Seven Strategies to Solve Healthcare’s Cost Problem
As the White House and Congress pursue comprehensive healthcare reform, one fact remains clear: the status quo is unsustainable and the growth of healthcare spending must be slowed.
From the perspective of the hospital supply chain, where many products and commodities are purchased every day, misaligned financial incentives discourage collaboration, efficiency, and improved quality. Gifts and financial incentives can result in marketing trumping sound science. Too often, insufficient evidence about what works best leads to using the latest and most expensive—but perhaps not the most clinically appropriate—new technologies. The result? Healthcare costs continue to soar with no parallel increase in quality.
It doesn't have to be this way. America's healthcare providers buy almost $350 billion in products annually through group purchasing organizations. A recent analysis by our organizations, using the Premier alliance's clinical and financial database, found that national health expenditures can be reduced by $317 billion over the next 10 years by giving GPOs additional tools to help members and other healthcare providers control their supply costs.

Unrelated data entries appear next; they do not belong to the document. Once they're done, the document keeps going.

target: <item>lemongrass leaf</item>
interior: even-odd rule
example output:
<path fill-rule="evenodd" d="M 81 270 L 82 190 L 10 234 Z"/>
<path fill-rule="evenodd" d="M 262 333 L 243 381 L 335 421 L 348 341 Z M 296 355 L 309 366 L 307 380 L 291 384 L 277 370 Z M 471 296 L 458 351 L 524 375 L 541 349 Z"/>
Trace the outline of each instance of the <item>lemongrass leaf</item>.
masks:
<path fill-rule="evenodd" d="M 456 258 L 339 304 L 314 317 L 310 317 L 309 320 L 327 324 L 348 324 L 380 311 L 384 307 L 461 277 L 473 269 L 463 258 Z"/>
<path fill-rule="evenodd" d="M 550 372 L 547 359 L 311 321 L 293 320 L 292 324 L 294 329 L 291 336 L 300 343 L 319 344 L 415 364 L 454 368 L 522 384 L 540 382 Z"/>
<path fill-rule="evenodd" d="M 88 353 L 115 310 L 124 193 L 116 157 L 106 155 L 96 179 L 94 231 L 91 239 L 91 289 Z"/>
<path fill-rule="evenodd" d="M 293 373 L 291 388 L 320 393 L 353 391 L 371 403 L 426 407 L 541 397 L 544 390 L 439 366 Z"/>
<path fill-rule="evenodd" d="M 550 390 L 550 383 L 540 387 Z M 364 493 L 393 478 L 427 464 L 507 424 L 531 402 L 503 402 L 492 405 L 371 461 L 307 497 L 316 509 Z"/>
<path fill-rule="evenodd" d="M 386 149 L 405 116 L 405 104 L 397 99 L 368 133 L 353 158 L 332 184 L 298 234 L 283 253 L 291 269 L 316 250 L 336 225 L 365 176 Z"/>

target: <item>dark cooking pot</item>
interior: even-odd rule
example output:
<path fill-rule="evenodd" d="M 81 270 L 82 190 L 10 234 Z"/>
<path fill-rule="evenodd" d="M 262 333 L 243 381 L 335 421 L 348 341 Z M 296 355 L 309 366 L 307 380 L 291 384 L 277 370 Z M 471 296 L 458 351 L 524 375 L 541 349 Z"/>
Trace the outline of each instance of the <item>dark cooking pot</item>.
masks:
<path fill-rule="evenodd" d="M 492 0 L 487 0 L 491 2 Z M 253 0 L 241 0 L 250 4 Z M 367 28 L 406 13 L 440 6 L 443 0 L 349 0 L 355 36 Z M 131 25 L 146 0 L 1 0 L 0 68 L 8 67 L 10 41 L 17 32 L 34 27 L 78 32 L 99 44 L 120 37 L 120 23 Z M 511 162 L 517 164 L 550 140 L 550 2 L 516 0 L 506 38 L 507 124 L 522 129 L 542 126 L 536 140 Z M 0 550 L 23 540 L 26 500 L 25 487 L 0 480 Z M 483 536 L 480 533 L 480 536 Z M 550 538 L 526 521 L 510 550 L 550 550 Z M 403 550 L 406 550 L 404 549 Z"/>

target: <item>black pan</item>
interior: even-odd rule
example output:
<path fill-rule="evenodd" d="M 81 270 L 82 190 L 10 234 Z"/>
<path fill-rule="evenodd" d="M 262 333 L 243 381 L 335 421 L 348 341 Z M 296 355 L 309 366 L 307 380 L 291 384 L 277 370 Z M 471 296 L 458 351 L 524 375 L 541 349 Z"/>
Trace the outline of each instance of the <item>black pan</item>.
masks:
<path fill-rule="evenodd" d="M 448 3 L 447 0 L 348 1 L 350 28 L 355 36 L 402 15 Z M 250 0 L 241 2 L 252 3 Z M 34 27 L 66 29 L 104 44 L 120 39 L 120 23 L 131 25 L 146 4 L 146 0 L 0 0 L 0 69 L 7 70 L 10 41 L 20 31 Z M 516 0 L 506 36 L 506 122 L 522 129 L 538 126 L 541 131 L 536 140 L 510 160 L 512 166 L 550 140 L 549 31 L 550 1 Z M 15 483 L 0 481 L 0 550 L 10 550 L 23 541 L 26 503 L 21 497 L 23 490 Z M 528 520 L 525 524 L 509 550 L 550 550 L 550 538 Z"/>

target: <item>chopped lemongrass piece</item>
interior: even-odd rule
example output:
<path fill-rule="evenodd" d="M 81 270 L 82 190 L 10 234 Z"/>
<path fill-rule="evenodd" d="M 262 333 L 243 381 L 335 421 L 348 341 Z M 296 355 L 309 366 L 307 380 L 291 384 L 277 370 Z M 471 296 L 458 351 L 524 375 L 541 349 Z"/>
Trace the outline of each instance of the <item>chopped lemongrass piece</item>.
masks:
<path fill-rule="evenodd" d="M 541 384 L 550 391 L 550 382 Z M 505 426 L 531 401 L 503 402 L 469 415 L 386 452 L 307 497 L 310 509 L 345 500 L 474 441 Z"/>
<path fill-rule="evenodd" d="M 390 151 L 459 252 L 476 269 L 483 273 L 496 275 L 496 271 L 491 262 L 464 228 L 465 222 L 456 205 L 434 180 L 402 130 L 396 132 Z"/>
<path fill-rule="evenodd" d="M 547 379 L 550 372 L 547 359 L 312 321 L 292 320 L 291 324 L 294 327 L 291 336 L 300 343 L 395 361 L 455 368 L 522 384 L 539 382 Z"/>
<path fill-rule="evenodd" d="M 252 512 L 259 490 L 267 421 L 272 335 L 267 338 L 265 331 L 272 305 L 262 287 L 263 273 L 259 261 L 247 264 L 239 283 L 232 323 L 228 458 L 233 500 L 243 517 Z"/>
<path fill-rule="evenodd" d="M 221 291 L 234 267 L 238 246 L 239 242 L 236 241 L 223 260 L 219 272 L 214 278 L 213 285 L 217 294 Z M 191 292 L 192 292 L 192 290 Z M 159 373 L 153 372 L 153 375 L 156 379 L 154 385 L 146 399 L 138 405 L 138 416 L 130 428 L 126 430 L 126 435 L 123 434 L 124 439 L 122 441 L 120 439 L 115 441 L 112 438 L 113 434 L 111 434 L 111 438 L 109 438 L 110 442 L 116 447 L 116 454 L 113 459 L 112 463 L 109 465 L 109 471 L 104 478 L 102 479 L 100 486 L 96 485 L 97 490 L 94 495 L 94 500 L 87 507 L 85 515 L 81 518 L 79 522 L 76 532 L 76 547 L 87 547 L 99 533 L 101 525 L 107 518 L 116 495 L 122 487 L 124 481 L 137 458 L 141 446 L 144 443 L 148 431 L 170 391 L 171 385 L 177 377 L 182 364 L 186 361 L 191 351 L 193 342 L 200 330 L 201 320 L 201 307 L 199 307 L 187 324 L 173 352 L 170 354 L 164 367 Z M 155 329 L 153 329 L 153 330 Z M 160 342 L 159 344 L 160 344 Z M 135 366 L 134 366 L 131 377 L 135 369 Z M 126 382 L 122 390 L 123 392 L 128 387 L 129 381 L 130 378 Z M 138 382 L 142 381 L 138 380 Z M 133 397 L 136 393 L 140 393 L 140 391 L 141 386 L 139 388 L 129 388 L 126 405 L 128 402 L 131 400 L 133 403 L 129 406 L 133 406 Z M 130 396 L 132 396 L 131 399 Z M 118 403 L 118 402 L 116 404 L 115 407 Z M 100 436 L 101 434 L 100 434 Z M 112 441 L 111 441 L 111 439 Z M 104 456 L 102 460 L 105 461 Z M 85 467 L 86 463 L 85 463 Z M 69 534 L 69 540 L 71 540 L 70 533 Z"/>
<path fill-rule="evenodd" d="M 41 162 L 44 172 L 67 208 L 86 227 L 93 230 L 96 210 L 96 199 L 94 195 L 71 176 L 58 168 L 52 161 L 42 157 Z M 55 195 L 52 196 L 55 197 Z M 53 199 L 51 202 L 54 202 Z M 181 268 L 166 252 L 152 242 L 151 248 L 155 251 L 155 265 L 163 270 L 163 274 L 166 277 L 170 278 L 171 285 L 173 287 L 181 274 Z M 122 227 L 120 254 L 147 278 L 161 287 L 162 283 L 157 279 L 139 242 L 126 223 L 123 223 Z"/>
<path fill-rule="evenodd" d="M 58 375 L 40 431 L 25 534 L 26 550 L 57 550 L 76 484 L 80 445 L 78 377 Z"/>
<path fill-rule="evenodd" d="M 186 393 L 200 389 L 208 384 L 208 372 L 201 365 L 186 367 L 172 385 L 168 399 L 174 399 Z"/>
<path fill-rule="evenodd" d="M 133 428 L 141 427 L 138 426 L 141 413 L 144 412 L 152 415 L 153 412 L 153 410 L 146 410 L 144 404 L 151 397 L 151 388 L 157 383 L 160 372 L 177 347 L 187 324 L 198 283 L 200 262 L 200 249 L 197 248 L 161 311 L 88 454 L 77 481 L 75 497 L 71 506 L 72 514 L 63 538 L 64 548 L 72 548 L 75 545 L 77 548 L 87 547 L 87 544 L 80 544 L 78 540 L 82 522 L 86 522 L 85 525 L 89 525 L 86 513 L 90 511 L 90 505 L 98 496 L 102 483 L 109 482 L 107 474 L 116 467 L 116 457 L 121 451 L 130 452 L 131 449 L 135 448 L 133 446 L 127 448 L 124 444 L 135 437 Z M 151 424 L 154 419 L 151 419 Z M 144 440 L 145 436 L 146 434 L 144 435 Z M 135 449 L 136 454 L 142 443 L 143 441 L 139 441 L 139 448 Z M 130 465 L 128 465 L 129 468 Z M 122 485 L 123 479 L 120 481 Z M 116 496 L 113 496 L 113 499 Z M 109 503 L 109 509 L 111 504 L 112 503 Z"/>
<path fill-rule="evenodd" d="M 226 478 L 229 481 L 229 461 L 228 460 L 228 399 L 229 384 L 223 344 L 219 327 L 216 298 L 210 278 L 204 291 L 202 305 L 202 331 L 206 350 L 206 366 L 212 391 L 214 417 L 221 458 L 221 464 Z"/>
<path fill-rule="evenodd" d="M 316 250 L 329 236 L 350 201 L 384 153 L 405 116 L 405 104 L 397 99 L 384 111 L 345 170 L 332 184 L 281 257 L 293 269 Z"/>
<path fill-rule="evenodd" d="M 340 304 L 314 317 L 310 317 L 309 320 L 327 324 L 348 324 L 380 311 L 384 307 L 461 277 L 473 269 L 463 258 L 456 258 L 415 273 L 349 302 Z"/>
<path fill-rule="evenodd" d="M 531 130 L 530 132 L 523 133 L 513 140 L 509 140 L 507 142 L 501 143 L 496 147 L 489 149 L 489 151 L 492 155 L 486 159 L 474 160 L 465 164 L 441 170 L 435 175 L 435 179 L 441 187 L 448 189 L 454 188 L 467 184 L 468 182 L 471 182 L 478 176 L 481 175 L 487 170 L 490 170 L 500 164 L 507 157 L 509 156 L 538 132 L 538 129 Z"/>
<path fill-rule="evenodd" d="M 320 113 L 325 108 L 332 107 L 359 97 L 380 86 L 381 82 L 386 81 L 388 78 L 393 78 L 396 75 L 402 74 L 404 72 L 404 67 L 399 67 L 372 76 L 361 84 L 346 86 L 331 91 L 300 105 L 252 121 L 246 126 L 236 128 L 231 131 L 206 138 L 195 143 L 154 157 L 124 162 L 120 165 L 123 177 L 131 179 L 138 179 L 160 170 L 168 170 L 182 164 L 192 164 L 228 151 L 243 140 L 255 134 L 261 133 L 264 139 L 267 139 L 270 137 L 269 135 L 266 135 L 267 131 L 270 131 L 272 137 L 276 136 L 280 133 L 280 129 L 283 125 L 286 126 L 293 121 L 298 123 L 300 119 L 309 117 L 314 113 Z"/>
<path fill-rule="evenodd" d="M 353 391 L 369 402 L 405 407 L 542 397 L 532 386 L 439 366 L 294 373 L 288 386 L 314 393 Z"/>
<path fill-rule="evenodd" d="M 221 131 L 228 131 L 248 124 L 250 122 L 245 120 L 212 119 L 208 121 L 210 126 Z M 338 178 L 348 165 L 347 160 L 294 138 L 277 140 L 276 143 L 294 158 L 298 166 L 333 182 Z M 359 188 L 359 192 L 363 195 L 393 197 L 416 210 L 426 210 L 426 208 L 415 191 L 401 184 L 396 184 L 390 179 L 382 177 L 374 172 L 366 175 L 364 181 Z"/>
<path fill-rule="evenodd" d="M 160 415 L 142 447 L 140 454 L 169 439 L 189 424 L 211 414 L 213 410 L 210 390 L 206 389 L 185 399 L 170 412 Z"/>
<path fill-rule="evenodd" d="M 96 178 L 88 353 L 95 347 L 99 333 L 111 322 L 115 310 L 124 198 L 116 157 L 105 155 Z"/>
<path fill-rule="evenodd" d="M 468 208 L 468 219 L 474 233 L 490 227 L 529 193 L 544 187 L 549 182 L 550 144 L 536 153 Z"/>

In a June 12 letter to President Obama, we proposed that these tools will allow us to eliminate inflationary cost increases for medical supplies and pharmaceuticals by creating a more competitive and transparent purchasing environment.
But what reforms will deliver on this promise? How will they be paid for? And what expenses can be eliminated while still allowing hospitals to deliver high-quality, affordable healthcare?
In virtually every other sector of our economy, supply prices decrease over time as innovative companies enter the market and compete to meet demand. But in many cases the cost of healthcare products has increased year after year—a pattern our nation can no longer afford.
Our analysis identified seven specific savings opportunities that could help strategic purchasing alliances reduce purchase prices and improve efficiency in the supply chain.
Improved alignment between physicians and hospitals
With better collaboration, hospitals and doctors can work together to better standardize practices, uses of medical supplies, and processes that could help hospitals reduce waste, costs, and unsafe behaviors. But today, physicians make the clinical treatment decisions while hospitals bear the costs. If hospitals could share the savings they realize as part of an effort to improve and standardize processes, analysis suggests savings of 2%-4% a year on high-cost cardiovascular, orthopedic, spine, and ophthalmic procedures, which could yield 10-year cumulative savings of up to $128 billion.
Implementation of unique device identification
The creation of a national unique device identification system is a large, critical piece to fully recognizing savings and improving patient safety. It is implausible that in 2009 there is no uniform bar coding system for medical devices, particularly since Congress directed the Food & Drug Administration to implement such a system nearly two years ago. We can track thousands of items, speed recalls, and efficiently manage the supply chain for a grocery store, but we can't do the same for medical devices in a hospital. If the FDA were to issue the regulations needed to automate supply management by developing a standard method to identify devices, we could improve efficiencies and patient safety. These improvements would generate $16 billion in annual savings, according to independent analysis from the Efficient Consumer Response study "Improving the Efficiency of the Healthcare Supply Chain."
Transparency in payments to physicians by manufacturers
Requiring manufacturers of drugs, devices and medical supplies to publicly report financial relationships with physicians would help expose payments that could create conflicts of interest. These conflicts can encourage inappropriate and more costly care, such as the greater use of more expensive branded drugs rather than equally effective generics.